While the Tax Cuts and Jobs Act has done away with many deductions previously allowed (state income and personal property taxes in excess of $10,000, investment expenses, alimony payments stemming from divorce, and employee business expenses, to name a few, the good news for the self-employed (par-time side hustles or full-time), who make up the majority of businesses in this country, is that they can still reduce their taxable income by making solo 401k contributions.
Contributions to a solo 401k plan can be made on a pretax basis, resulting in being able to contribute up to $55,000 or $61,000 for those 50 or older in 2018. For self-employed businesses where both spouses work in the same business, each spouse can contribute $55,000 or $61,000 thus resulting in being able to reduce their combined taxable income by $110,000 or $122,000 if age 50 or older.
The solo 401k contribution amounts discussed above additionally benefit the self-employed in saving on taxes by helping reduce their business taxable income in pass through entities such as sole proprietor, S-corp, LLC, and partnership because they all get a 20% reduction in business income. Known as the 1099A deduction or the qualified business income (QBI) deduction, the 20% QBI deduction only applies if the total taxable income is less than the $315,000 threshold for joint filers.
Here is an illustration
Susan and John are in their 50s and married. They are both CPAs and don’t have any full-time W-2 employees, so they open a solo 401k plan in 2018. Further, lets say their taxable income is $425,000. In order for them to qualify for the qualified business income (QBI) deduction, their taxable income will need to be less than $315,000. To qualify, they each contribute $61,000 (they qualify for the $6,000 solo 401k catch up contribution since they are 50 or older) to their solo 401k plan, so a combined amount of $122,000. They will thus fall below the $315,000 QBI figure which means they will be able to deduct 20% of their business income before paying federal taxes.

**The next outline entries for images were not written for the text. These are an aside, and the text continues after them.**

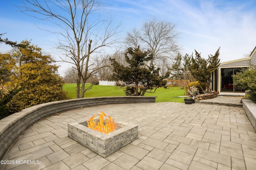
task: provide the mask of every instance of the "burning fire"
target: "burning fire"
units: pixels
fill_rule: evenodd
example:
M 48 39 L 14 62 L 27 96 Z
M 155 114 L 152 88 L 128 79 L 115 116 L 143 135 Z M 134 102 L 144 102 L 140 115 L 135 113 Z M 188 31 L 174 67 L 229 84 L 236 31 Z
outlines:
M 87 126 L 89 128 L 98 131 L 101 133 L 107 134 L 113 131 L 116 128 L 116 125 L 114 122 L 114 118 L 111 120 L 111 117 L 108 116 L 108 119 L 106 118 L 104 120 L 104 116 L 106 115 L 104 111 L 100 111 L 101 114 L 97 114 L 100 116 L 100 121 L 97 123 L 97 121 L 94 120 L 94 115 L 87 121 Z

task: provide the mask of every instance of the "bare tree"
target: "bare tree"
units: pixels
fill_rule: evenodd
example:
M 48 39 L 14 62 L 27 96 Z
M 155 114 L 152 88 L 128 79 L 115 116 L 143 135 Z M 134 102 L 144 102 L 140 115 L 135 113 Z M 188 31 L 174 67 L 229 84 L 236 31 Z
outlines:
M 92 57 L 117 41 L 115 36 L 120 32 L 120 24 L 112 26 L 112 18 L 100 17 L 104 6 L 97 0 L 26 0 L 24 6 L 20 8 L 28 15 L 59 26 L 61 31 L 51 32 L 61 37 L 57 48 L 66 56 L 61 60 L 73 65 L 76 71 L 76 98 L 83 98 L 86 80 L 101 67 L 94 65 Z
M 101 80 L 112 80 L 112 76 L 113 74 L 113 66 L 111 66 L 111 62 L 110 58 L 114 59 L 116 61 L 120 64 L 127 65 L 128 64 L 125 61 L 125 51 L 118 51 L 114 54 L 108 54 L 103 57 L 97 59 L 97 65 L 102 65 L 101 68 L 99 69 L 96 75 Z
M 65 83 L 76 83 L 76 70 L 73 68 L 68 68 L 65 71 L 63 80 Z
M 149 50 L 152 59 L 147 64 L 152 67 L 156 61 L 172 58 L 180 49 L 176 41 L 179 33 L 176 25 L 170 22 L 159 21 L 156 18 L 146 21 L 140 30 L 134 28 L 128 32 L 126 43 L 144 50 Z

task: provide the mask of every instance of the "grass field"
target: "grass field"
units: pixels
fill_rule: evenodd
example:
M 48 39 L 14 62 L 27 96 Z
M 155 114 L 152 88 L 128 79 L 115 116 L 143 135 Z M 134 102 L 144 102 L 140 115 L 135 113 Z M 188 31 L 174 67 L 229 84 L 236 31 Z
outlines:
M 65 84 L 63 90 L 67 91 L 68 97 L 70 99 L 75 99 L 76 96 L 76 84 Z M 86 87 L 89 87 L 90 84 L 86 84 Z M 91 89 L 84 94 L 85 98 L 103 96 L 124 96 L 124 88 L 110 86 L 94 85 Z M 173 98 L 180 96 L 184 96 L 186 91 L 180 87 L 168 87 L 167 89 L 163 88 L 158 88 L 154 93 L 146 93 L 145 96 L 157 96 L 156 102 L 183 102 L 182 98 Z

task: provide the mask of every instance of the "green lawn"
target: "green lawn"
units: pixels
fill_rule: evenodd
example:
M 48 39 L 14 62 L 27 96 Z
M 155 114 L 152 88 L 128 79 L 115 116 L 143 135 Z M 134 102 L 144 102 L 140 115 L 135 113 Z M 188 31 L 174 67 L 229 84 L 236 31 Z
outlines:
M 86 84 L 86 87 L 89 87 L 90 84 Z M 65 84 L 63 86 L 64 91 L 68 92 L 68 97 L 71 99 L 76 98 L 76 84 Z M 94 85 L 92 88 L 86 91 L 84 94 L 85 98 L 102 96 L 124 96 L 124 88 L 110 86 Z M 180 87 L 168 87 L 167 89 L 163 88 L 158 88 L 154 93 L 146 93 L 145 96 L 157 96 L 156 102 L 183 102 L 182 98 L 173 98 L 180 96 L 184 96 L 186 91 Z

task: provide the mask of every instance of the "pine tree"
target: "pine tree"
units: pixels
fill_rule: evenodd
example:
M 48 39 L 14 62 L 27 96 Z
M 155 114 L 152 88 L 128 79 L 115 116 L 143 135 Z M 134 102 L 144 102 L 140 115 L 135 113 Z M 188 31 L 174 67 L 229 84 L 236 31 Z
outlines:
M 113 78 L 117 81 L 122 81 L 126 86 L 126 95 L 144 96 L 147 90 L 155 87 L 155 91 L 158 86 L 162 86 L 164 83 L 162 78 L 159 76 L 159 69 L 155 69 L 154 67 L 148 68 L 145 65 L 144 62 L 150 61 L 151 58 L 149 52 L 142 51 L 139 47 L 128 49 L 125 54 L 128 64 L 125 66 L 121 64 L 115 59 L 110 59 L 114 72 Z M 139 84 L 144 87 L 140 87 L 140 91 Z

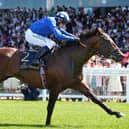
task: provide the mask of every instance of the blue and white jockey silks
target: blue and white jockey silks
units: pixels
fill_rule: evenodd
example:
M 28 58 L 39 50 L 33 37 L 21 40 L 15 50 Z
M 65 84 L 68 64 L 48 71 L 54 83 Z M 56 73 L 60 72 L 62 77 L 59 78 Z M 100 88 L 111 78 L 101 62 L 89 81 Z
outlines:
M 33 45 L 48 46 L 49 49 L 56 46 L 56 43 L 49 38 L 53 34 L 59 40 L 74 40 L 72 34 L 64 29 L 58 28 L 55 17 L 45 17 L 31 24 L 25 32 L 25 39 Z

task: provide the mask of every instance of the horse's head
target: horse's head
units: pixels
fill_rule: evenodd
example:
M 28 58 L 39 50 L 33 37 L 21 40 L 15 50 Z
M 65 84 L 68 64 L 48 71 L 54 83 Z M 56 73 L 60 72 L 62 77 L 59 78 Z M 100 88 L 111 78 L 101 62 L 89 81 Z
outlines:
M 110 58 L 119 62 L 122 61 L 124 57 L 123 53 L 114 43 L 112 38 L 101 28 L 97 28 L 93 32 L 90 32 L 89 38 L 84 37 L 84 35 L 80 38 L 83 43 L 87 42 L 86 44 L 91 45 L 96 53 L 98 52 L 106 58 Z

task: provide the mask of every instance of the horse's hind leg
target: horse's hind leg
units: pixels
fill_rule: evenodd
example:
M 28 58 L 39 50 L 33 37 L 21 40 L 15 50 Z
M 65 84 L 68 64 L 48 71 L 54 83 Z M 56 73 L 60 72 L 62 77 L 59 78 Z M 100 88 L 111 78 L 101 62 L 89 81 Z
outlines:
M 86 97 L 90 98 L 94 103 L 98 104 L 100 107 L 102 107 L 108 114 L 110 115 L 115 115 L 117 118 L 120 118 L 123 116 L 122 113 L 117 112 L 117 111 L 112 111 L 108 106 L 103 104 L 91 91 L 91 89 L 84 84 L 79 84 L 78 86 L 76 85 L 73 89 L 80 91 L 82 94 L 84 94 Z
M 47 106 L 46 126 L 49 126 L 51 123 L 51 116 L 52 116 L 52 112 L 53 112 L 54 105 L 57 100 L 58 94 L 59 94 L 58 92 L 55 92 L 53 90 L 50 91 L 49 101 L 48 101 L 48 106 Z

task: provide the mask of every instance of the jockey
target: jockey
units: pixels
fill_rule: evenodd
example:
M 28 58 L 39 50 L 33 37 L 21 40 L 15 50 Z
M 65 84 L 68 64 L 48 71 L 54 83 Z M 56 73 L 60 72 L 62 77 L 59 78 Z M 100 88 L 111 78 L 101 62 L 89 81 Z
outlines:
M 32 23 L 25 32 L 25 39 L 32 45 L 40 46 L 36 60 L 50 52 L 57 44 L 49 38 L 54 35 L 58 40 L 79 41 L 79 38 L 63 29 L 64 25 L 70 21 L 69 15 L 65 11 L 58 12 L 55 17 L 46 16 Z M 32 62 L 33 64 L 34 62 Z

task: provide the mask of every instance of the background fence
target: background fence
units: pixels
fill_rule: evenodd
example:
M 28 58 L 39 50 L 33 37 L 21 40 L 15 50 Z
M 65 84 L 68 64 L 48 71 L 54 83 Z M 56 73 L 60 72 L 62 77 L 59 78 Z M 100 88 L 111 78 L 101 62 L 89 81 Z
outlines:
M 86 76 L 87 75 L 96 75 L 96 76 L 126 76 L 126 94 L 125 95 L 121 95 L 121 96 L 111 96 L 111 95 L 98 95 L 99 98 L 101 99 L 126 99 L 127 103 L 129 103 L 129 69 L 126 68 L 119 68 L 119 69 L 115 69 L 115 68 L 86 68 L 83 67 L 83 82 L 86 83 Z M 14 80 L 14 79 L 13 79 Z M 114 80 L 116 81 L 116 80 Z M 9 83 L 9 82 L 8 82 Z M 10 85 L 12 86 L 13 82 L 11 81 Z M 14 81 L 14 85 L 19 85 L 19 81 L 16 80 L 16 82 Z M 8 84 L 9 86 L 9 84 Z M 17 97 L 21 97 L 23 98 L 23 94 L 21 94 L 20 92 L 17 93 L 0 93 L 0 97 L 8 97 L 8 98 L 17 98 Z M 49 97 L 49 93 L 47 90 L 41 90 L 39 97 L 42 100 L 46 100 Z M 71 90 L 66 90 L 64 92 L 62 92 L 59 95 L 59 99 L 80 99 L 80 100 L 87 100 L 87 98 L 75 91 L 71 91 Z

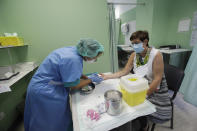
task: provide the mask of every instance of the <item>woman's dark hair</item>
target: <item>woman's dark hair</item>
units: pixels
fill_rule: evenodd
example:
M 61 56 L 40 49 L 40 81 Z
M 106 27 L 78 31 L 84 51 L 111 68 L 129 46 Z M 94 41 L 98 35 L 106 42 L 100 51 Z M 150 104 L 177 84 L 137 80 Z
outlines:
M 149 41 L 148 31 L 139 30 L 139 31 L 134 32 L 130 37 L 130 41 L 134 39 L 140 39 L 141 41 L 144 41 L 145 39 L 147 39 Z M 149 45 L 147 44 L 147 46 Z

The Other Side of the Coin
In our next blog post we will discuss where solo 401k pretax contribution can have an adverse effect on the qualified business income (QBI) deduction so it may make more sense to make Roth solo 401k and voluntary after-tax contributions. The QBI or 1099A deduction is based on net income (after solo 401k plan contributions). As a result, making pretax solo 401k contributions will reduce the benefit of the QBI deduction for those who are already below the $315,000 QBI threshold.